In Thinking in Systems: A Primer, Donella Meadows outlines 12 “leverage points”—12 places where we can intervene into a system to change its behavior. They are outlined in increasing levels of effectiveness:

12. Constants, parameters, numbers (such as subsidies, taxes, standards).
11. The sizes of buffers and other stabilizing stocks, relative to their flows.
10. The structure of material stocks and flows (such as transport networks, population age structures).
9. The lengths of delays, relative to the rate of system change.
8. The strength of negative feedback loops, relative to the impacts they are trying to correct against.
7. The gain around driving positive feedback loops.
6. The structure of information flows (who does and does not have access to information).
5. The rules of the system (such as incentives, punishments, constraints).
4. The power to add, change, evolve, or self-organize system structure.
3. The goals of the system.
2. The mindset or paradigm out of which the system — its goals, structure, rules, delays, parameters — arises.
1. The power to transcend paradigms.

I will be referring back to this list throughout the course of my writing on this blog. I am interested in solving the problems of runners by looking not at biomechanics, or society, but at the behavior of systems that are usually hybrids of the mechanical, biological, social and psychological realities that we all face and negotiate as runners, and as people. Discussing and understanding these leverage points is key, in order (for us runners) to stop understanding our bodies simply as athletic beings, and to look both outward and inward, to see what we can change, and how we can change it.
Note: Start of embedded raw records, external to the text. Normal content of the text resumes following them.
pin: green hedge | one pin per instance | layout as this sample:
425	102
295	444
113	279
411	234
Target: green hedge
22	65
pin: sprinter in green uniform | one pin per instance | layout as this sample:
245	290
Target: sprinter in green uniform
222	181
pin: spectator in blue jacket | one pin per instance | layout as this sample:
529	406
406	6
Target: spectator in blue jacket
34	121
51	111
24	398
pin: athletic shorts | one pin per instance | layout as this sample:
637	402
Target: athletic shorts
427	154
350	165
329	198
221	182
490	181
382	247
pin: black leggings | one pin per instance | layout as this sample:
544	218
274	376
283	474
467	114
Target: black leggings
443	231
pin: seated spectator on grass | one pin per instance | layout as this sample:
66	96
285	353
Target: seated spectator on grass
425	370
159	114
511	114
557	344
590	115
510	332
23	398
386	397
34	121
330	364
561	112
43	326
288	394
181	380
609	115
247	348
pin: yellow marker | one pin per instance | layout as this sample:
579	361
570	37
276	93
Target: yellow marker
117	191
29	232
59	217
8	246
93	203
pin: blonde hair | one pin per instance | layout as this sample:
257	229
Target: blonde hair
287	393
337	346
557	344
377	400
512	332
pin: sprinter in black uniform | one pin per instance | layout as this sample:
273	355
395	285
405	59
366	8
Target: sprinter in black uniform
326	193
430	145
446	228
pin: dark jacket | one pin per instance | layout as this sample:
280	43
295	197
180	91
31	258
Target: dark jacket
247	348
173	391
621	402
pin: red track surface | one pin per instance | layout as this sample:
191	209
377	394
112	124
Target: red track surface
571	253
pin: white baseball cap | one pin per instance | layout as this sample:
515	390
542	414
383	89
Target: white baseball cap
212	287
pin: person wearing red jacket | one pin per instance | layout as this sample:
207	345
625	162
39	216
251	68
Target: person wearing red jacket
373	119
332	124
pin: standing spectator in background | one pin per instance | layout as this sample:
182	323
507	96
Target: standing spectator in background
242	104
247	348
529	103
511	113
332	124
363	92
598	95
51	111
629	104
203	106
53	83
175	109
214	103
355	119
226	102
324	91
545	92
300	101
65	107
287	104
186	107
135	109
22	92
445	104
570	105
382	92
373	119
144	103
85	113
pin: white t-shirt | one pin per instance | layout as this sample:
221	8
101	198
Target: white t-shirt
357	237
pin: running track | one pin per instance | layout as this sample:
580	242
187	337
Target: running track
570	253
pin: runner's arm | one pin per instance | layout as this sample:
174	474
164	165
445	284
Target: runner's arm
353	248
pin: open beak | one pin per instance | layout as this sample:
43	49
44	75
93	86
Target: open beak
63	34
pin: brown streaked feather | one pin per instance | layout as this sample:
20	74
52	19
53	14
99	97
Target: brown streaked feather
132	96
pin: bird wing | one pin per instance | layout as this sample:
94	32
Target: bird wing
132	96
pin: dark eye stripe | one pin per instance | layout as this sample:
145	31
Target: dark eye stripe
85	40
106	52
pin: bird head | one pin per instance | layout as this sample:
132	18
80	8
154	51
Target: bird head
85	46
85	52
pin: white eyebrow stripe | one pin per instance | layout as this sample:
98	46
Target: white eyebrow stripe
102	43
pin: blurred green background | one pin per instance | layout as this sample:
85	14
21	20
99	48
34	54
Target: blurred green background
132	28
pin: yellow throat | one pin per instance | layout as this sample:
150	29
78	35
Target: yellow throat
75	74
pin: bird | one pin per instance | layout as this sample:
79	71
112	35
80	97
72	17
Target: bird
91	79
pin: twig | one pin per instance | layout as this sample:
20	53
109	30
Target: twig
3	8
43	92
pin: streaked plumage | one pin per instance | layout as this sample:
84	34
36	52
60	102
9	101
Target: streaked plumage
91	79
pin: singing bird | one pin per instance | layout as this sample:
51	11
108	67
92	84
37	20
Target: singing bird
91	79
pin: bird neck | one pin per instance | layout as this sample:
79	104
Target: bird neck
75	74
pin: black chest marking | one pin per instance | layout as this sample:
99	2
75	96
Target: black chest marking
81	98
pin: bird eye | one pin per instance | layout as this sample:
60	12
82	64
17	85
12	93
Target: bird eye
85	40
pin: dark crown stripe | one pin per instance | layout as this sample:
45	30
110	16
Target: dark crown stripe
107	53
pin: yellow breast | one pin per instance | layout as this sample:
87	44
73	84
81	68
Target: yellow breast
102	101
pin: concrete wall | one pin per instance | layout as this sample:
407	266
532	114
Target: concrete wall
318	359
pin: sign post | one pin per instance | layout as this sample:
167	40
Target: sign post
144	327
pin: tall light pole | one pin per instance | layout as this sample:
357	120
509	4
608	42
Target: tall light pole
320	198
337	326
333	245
I share this list in order to illustrate the point that our bodies are systems that behave in highly complex ways. They are not merely performance machines to be trained. They respond to the very same leverage points that change the behavior of dynamic systems—and to all of them.

Much of the future discussion on this blog will be to illustrate how many of our modern training methods deal primarily deal with only a few leverage points, and usually those of least effectiveness. The rest of the discussion here will be of how we can utilize the knowledge of the most powerful leverage points to create changes in our life and training that lead to sustainable and continuous gains in our athletic development.